Soon, the president will be in full retreat from some of the very reforms he put in place shortly after taking office — reforms intended to restore compassion and common sense to U.S. immigration policy. But don’t fall for the narrative that Biden is rolling back these policies under duress. Once a moderate, always a moderate. You don’t sit second-chair for eight years as vice president to the “deporter-in-chief” — former President Barack Obama — without learning a thing or two about getting tough on immigrants and refugees for the sake of political expediency.

On that note, it was striking to see Obama recently call the U.S. immigration system “dysfunctional” given that he and his restrictionist administration did such a bang-up job of breaking it.

In a crisis, Americans want leaders who are strong, resolute, brave and decisive. All that is true.

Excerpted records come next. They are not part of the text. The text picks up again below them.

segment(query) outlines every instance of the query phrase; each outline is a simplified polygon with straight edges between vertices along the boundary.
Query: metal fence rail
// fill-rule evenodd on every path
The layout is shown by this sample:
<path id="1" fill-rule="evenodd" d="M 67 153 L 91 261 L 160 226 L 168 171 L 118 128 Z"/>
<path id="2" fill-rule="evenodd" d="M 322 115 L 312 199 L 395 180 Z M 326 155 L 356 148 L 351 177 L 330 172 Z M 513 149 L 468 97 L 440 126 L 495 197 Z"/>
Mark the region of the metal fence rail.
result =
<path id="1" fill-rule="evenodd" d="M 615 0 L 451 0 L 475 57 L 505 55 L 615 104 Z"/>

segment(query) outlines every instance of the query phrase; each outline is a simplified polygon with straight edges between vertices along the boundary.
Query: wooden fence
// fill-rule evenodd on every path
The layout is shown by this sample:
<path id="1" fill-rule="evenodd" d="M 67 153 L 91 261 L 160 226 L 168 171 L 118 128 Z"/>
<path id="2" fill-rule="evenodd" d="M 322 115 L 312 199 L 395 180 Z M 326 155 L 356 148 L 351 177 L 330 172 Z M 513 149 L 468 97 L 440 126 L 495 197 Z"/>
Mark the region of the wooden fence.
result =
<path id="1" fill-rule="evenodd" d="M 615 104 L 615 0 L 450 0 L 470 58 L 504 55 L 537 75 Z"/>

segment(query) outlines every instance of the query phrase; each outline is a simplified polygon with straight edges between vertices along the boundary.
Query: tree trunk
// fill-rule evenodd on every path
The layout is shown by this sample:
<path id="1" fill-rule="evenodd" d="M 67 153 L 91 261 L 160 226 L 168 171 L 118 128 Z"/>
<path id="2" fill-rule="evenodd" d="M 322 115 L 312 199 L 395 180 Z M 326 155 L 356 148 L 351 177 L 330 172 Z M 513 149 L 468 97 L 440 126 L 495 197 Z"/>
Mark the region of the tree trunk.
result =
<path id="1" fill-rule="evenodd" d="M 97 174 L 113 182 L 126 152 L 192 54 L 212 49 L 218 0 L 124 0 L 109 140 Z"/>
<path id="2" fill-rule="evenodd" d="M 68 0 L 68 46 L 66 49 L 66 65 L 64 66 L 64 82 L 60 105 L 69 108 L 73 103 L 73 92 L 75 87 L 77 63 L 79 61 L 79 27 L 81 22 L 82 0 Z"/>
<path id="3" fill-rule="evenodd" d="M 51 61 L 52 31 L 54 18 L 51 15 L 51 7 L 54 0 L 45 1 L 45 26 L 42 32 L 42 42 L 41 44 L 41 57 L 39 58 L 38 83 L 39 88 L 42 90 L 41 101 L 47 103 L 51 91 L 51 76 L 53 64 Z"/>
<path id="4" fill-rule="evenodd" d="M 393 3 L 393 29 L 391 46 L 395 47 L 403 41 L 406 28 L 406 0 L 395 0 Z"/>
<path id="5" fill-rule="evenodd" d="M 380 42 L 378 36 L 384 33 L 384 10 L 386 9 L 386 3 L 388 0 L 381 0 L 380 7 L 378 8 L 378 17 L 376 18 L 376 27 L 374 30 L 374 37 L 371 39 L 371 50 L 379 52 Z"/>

But when facing a challenge, it would serve us well to also be clear-eyed about the kind of leader we don’t want. We don’t want people who wilt under pressure, or do a cost-benefit analysis on every potential solution, or abandon their principles — if they ever had any to begin with. We don’t want people who change their minds due to how the political wind is blowing, or roll back their own reforms when the price gets too high. Finally, we don’t want people who think they can please everyone, which tends to be a sure-fire recipe for pleasing no one.

There is indeed a crisis on the southern border. And Americans need to make sure it’s not made worse by the other, even more serious, crisis we’re struggling with — the crisis of leadership.